This invention relates to test equipment for electronic components; and in particular, it relates to equipment for measuring the delay with which a digital signal propagates through an integrated circuit logic chip.
Each integrated circuit logic chip has at least one input terminal, at least one output terminal, and multiple logic gates which interconnect the input terminals to the output terminals. When a digital signal is applied to an input terminal, it propagates through the logic gates and generates an output signal on one or more output terminals. Often, the speed at which the signal propagates from an input terminal to an output terminal is extremely important. However, as logic gates become faster and faster in their operation, that propagation speed becomes more and more difficult to measure with a high degree of accuracy.
One example of an integrated circuit logic chip in which propagation speed is critical is a clock distribution chip. It receives a clock signal on an input terminal and replicates that clock signal on multiple output terminals. Such a chip is used in multichip computers to provide respective clock signals to multiple computer chips. Output terminal #1 of the clock distribution chip is coupled to a subset of computer chips #1A, #1B, . . . ; output terminal #2 of the clock distribution chip is coupled to another subset of computer chips #2A, #2B, . . . ; etc. The number of chips in each subset is typically limited to about eight. In such a multichip computer, the propagation delays from the input terminal of the clock distribution chip to that chips output terminals must be closely matched; otherwise, errors due to logic races will occur.
A logic race can be visualized by considering the case where the propagation delay from the input terminal to output terminal #1 of the clock distribution chip is very short in comparison to the propagation delay to output terminal #2. In that case, computer chip #1A will be clocked relatively early in comparison to computer chip #2A. When computer chip #1A is clocked, output signals from that chip will change. And, if some of those output signals are sent to computer chip #2A, those signals may change at the same time that the computer chip #2A receives its clock signal.

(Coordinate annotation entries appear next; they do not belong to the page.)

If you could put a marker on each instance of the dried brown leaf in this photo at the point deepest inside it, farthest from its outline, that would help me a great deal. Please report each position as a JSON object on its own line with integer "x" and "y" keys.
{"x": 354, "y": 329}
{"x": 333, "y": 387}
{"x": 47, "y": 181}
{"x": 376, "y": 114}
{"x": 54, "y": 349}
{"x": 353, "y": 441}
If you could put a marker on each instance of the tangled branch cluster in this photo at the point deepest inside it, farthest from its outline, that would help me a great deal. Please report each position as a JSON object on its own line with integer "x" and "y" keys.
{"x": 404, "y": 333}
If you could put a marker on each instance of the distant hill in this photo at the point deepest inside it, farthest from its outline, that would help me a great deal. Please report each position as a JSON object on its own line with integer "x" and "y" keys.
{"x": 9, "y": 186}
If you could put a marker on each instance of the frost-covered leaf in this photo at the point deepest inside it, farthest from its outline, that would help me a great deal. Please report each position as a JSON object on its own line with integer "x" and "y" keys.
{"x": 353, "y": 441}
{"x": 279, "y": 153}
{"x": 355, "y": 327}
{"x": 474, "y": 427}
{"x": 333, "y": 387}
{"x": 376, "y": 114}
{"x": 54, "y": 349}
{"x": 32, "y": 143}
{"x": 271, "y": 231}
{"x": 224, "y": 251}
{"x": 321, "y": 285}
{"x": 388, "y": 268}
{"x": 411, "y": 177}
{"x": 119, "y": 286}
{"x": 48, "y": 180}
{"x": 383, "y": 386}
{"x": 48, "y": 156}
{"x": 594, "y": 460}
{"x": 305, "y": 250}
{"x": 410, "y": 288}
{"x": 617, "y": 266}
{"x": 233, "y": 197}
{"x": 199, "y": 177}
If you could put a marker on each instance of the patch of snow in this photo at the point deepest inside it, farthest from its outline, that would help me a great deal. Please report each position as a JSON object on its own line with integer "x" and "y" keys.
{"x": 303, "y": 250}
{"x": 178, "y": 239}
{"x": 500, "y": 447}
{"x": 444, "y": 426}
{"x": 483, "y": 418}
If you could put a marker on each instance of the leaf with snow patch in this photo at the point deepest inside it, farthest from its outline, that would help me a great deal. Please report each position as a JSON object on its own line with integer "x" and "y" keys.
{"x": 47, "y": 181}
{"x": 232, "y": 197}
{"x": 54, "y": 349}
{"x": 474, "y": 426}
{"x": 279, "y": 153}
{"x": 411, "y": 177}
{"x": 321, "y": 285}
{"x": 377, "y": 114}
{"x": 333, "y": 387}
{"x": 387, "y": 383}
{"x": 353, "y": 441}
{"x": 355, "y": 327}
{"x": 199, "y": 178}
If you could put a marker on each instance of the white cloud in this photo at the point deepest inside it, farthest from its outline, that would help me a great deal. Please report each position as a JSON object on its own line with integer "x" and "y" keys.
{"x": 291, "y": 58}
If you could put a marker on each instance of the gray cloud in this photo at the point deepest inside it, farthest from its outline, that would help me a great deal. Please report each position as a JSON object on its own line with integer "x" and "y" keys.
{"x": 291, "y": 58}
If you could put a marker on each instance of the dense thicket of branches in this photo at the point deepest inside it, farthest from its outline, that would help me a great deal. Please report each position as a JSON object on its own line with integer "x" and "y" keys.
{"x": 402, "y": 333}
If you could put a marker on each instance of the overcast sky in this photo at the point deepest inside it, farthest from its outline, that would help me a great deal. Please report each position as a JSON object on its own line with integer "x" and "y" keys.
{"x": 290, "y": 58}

To avoid the above described logic race, it is desirable to be able to very accurately measure the propagation delay from the input terminal of the clock distribution chip to each of its output terminals. However, any such measurement will always have a certain accuracy error associated with it which depends on the instrument that is used to make the measurement. And if the propagation delay through the chip is so short that it approaches the accuracy of the delay measuring instrument, the problem which is then posed is how can the propagation delay even be measured.
Accordingly, a primary object of the invention is to provide an integrated circuit: logic chip tester in which the above described problem is overcome.